Rick Carver, homme d’affaires à la fois impitoyable et charismatique, fait fortune dans la saisie de biens immobiliers. Lorsqu’il met à la porte Dennis Nash, père célibataire vivant avec sa mère et son fils, il lui propose de travailler pour lui. Pour pouvoir récupérer sa maison, Nash obéit aux ordres de Carver.
Michael Shannon rend le film vivant, grâce à un rôle très contradictoire : il incarne un prédateur sans aucune pitié.
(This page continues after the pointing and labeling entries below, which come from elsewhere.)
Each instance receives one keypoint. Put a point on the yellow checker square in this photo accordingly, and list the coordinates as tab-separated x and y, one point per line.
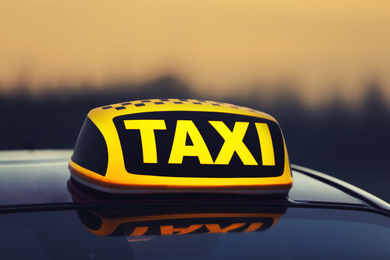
181	145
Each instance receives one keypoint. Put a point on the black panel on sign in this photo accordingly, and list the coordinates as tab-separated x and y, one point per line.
90	151
191	167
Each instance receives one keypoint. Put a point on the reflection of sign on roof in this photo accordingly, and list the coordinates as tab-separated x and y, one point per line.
180	224
180	145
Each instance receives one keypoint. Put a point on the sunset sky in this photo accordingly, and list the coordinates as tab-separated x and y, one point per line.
322	48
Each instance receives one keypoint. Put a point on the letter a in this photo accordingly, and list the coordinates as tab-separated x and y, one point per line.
180	149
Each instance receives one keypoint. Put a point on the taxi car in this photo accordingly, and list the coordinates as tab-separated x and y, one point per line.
181	179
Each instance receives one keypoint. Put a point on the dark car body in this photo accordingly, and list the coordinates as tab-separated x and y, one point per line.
45	214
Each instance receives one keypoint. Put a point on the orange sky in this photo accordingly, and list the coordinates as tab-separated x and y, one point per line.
220	46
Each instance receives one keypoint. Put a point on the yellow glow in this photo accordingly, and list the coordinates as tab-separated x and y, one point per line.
119	180
233	143
148	139
266	146
217	46
180	149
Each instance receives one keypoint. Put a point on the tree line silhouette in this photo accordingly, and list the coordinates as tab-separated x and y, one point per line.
349	143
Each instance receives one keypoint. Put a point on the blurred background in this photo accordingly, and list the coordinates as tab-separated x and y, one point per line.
321	68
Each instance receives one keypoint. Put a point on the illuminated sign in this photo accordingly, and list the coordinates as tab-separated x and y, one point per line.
180	145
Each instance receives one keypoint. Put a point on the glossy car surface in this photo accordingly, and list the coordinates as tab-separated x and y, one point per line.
44	214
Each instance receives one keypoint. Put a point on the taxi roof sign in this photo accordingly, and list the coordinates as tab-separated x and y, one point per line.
180	145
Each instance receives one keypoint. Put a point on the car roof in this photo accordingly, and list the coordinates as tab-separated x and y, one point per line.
41	179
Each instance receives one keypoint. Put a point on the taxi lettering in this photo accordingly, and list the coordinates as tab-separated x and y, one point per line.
233	142
211	228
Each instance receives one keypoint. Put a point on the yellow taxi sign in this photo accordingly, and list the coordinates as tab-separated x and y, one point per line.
180	145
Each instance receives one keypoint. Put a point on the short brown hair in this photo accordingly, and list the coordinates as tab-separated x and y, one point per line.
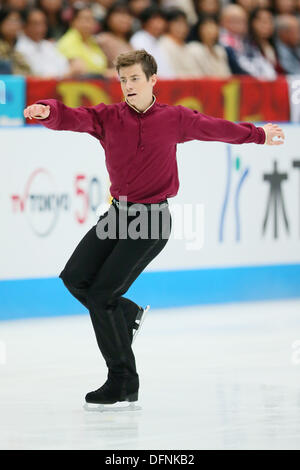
142	57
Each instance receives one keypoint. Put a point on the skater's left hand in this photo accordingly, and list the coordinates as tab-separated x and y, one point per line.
272	130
Andrew Garfield livre sa meilleure performance dans un rôle plus réaliste qu'auparavant, il fait bien ressentir les émotions de son personnage qui s'est fait (facilement) manipuler.
C'est souvent difficiles de regarder un film qui traite de la crise du logement mais dans 99 homes l'histoire est vif, percutante et frappe directement au cœur, avec de la tension tout au long du film, on se retrouve avec Carver et Nash qui sont comme deux opposés a travailler côte-à-côte.
Les scènes qui montrent les expulsion révèlent une triste réalité de l'humanité, les banque/agents immobiliers profitent de la crise financière pour expulser les gens par n'importe quel moyen. Les gens ne deviennent que de simples pions servant à enrichir d'avantage ces personnes/groupes qui ne font que profiter du système.
Le personnage incarné par Michael Shannon se doit de faire son travail, qui n'a rien de plaisant. Il se retrouve à devoir faire ce qui lui a été fait : expulser des personnes de leur domicile. La décision semble difficile mais Carver trouvera un plus grand intérêt en faisant des choses qu'il ne devrait peut-être pas faire…
On s'attarde pas assez sur les citoyens américains qui profitent du prêt de la banque mais qui deviennent assez vite irresponsables et se font expulser comme des victimes. Un sujet gâché car chaque citoyens aurait pu prévoir un plan B avant l’expulsion.
Comme un petit air de déjà vu ou de combinaison de plusieurs films (assez) récents comme The Big Short, qui s'attardait sur la prévision que certains fous avaient fait autour de la crise mondiale économique de 2008.
Le réalisateur Ramin Bahrani semble avoir fait un travail de recherche assez pointilleux sur son sujet, il réussit à reprendre l'essence du problème tout en essayant d'avertir le public dans ses futurs choix.
À la fois divertissant et moralisant, le film se laisse regarder sans aucun problème grâce à la superbe prestation d'un Michael Shannon froid et impitoyable dans un drame qui dénonce une triste réalité sur la face cachée de l'immobilier.